Classification of privacy preserving techniques in LBS:

  1. Policy-based privacy preserving technique(such as P3P);
  2. Fuzzification-based privacy preserving technique(such as Pseudonym, Dummy, Location Cloaking, space-transformation);
  3. Cryptography-based privacy preserving technique(such as PIR, HilCloak);
  • Pseudonym breaks the mapping between the user identity and the location in this case that an untrusted server only receives the location without the user identity[3]. There are diverse types of the pseudonym of a user, like the user's username, or inferable content of the IP address. All of them can be viewed to reveal some information of the user's true identity. Permanent pseudonyms can link user's queries and then enabling re-identification, while most of the pseudonym is dynamically changeable. However, such a technique is limited to those location based services that do not require the user’s identity. In particular, the lack of user identity makes the billing of these services impossible.
  • Dummy[3] generates fake user locations(called dummies) and mixes them together with the genuine user location into the request. While server can detect the genuine user location from dummies by checking the long-time movement patterns of a user. Ghinita et al. introduced a new frame based on PIR that partitions the space into grid cells for which the user can request for the detailed content of each cell. The user can receive the exact content of the cell as well as hide some information of the requested cells. The scheme ensures the zero-disclosure of information from the user to the server with a highly cost. While the scheme needs to adopt a large amount of modulus bits to calculation for PIR's security, which incurs significant overhead in terms of both computational and communication costs, compared with location cloaking techniques. So large datasets environments, this schemes becomes too costly to requesting the whole dataset.
  • Location Cloaking is aimed at blurring the user locations when they request for location-based services. The main idea is to extend the user's accurate location into a cloaked region according to some privacy metric such as Cloaking granularity or K-anonymity[4]. The area of the Cloaking granularity should be larger than the user's specified threshold value; In order to protect a user’s location privacy using k-anonymity, each of her queries must be indistinguishable from that of at least k − 1 other users, and to extend the user's location to a cloaked region so that each cloaked region should cover at least k users. The k-anonymity privacy metrics is very popular because of its simplicity. Many research has been focusing on how to reduce the cost of the query fuzzification as well as how to improve the working efficiency of k-anonymity, by extending the fuzzification method to protect traces like location privacy at the macroscopic level, or utilizing k-anonymity in different conditions[10]. There are two approaches to implement Cloaking/Anonymity schemes: centralized approaches and decentralized approaches. The former utilized a trusted Central Anonymity Server (CAS) to act as cloaking/anonymity engine, cloaking/anonymity repository, and results refiner; the latter is to consider that the cloaking region is computed by a set of entities like the users themselves in a distributed manner. For example, they corporately play the role of the CAS.
  • Space-transformation adopted one-way space transformation to encode the user's location and POI(points of interest) into an encrypted space and can do the query evaluation in the transformed space, which maintains the distance features of the original space. Also, by receiving the transformed query results, user can also effectively reverse the transformation by using the trapdoor information. The trapdoor information is only provided to the user within the same group but it is unknown from the service provider. The elimination of the trusted third party "anonymizer" during the query processing is the key advantage of such a scheme over the existing k-anonymity and cloaking approaches.

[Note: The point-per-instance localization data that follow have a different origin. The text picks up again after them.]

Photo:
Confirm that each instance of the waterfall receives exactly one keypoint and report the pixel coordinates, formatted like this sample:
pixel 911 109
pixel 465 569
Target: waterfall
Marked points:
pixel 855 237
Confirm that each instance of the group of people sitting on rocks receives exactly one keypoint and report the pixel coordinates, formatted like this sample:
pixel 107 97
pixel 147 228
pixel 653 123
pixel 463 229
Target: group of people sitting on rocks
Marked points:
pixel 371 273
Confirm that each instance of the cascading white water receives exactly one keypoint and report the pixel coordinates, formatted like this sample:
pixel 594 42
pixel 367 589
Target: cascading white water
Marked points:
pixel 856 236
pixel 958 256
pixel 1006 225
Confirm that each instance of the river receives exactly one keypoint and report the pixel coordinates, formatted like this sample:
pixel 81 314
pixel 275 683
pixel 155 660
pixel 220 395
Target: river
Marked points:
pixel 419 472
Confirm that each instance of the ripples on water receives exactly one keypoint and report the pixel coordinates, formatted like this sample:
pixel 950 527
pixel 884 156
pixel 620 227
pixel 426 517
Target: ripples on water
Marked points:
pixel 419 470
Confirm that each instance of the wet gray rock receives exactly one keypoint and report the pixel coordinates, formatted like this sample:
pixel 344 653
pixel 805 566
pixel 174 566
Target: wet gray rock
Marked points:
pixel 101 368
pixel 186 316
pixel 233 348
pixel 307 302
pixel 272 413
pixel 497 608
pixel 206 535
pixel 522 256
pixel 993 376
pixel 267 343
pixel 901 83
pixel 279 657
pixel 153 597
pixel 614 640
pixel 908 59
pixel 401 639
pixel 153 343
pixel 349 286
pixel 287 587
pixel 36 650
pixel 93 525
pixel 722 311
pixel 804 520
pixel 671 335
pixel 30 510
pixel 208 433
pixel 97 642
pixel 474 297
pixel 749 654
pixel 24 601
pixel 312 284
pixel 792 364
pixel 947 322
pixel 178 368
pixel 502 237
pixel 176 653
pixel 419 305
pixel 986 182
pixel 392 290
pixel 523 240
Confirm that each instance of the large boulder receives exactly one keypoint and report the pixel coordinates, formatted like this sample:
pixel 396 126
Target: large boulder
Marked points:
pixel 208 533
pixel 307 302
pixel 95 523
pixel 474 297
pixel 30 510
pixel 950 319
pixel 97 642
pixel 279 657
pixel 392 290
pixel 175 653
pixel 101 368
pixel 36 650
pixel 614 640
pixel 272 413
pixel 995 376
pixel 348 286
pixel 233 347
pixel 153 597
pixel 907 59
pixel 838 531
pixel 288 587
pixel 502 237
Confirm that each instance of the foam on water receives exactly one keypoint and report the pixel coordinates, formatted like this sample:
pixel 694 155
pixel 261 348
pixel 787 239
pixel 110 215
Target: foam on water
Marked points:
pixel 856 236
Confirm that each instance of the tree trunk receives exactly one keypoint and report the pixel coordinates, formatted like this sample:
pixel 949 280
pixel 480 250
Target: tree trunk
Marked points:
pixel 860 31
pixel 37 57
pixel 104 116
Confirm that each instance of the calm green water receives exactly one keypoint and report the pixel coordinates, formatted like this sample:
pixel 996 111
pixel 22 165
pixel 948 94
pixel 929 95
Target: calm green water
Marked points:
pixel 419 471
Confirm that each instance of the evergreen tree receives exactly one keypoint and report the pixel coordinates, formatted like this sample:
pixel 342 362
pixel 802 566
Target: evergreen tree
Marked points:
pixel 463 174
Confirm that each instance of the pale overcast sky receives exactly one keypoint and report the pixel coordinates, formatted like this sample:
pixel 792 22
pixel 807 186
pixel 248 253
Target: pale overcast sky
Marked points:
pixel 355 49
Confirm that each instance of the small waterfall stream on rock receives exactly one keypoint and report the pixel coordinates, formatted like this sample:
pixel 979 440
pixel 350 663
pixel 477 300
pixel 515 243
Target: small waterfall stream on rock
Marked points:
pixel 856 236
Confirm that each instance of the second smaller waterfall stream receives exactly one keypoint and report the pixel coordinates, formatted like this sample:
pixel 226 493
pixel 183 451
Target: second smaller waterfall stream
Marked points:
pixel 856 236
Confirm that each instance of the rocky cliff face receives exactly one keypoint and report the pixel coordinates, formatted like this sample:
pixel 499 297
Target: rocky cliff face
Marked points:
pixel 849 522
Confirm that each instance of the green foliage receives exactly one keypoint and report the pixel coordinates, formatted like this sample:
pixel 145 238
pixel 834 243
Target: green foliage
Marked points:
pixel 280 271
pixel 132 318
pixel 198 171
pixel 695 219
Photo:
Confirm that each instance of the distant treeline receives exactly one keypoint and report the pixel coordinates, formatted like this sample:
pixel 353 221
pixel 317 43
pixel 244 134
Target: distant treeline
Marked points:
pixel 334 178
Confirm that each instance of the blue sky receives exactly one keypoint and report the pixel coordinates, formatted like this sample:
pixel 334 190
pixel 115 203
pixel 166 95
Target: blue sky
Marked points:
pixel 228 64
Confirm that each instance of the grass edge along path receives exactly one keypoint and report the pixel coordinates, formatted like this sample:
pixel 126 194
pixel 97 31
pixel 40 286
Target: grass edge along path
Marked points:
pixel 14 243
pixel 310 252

Limitations of Cloaking and Anonymity techniques: For fuzzification-based privacy preserving, to address the location privacy issue, location k-anonymity and cloaking granularity are two commonly used privacy metrics. While the location k-anonymity protects the user identity out of k users, it may not be able to prevent the location disclosure (e.g., a cloaked region covering k users in populated areas could be very small). On the other hand, the cloaking granularity prevents the location disclosure but cannot defend against attacks for user identifies in the cases where user locations are publicly known and there is only one user in the cloaked region, as shown in Fig.3.

1. Many of the k-anonymity/cloaking approaches rely on a trusted third party to “anonymize" user's location which means all queries should involve the "anonymizer" during the regular operation of a system.

2. Either the QoS or overall system performance degrades significantly as user wish to have some more strict privacy preferences.

3. Majority of the k-anonymity/cloaking approaches are subject to location-dependent attacks that if the attacks know the historical cloaked region or the movement pattern like the maximal speed of a user, then the location privacy of the user might be compromised.

4. The concept of k-anonymity may not work in all conditions. For example, in a less populated area, the size of the cloaked region can be very large to include all K users. In another case, there are not enough number of users subscribed to the service to construct the required cloaked region.

5. These schemes are assuming that all users are trustworthy. However, in decentralized approaches, if some of them are malicious, they can easily collude to compromise the user's location privacy.

PIR in Location Privacy Preserving:

In cryptography, a private information retrieval (PIR) protocol allows a user to retrieve an item from a server in possession of a database without revealing which item is retrieved. By assuming there is a secure communications channel between user and location server, for which the channel can not be eavesdropped by any adversaries, users can request content about the location of themselves and POIs without revealing any information about their locations by using PIR.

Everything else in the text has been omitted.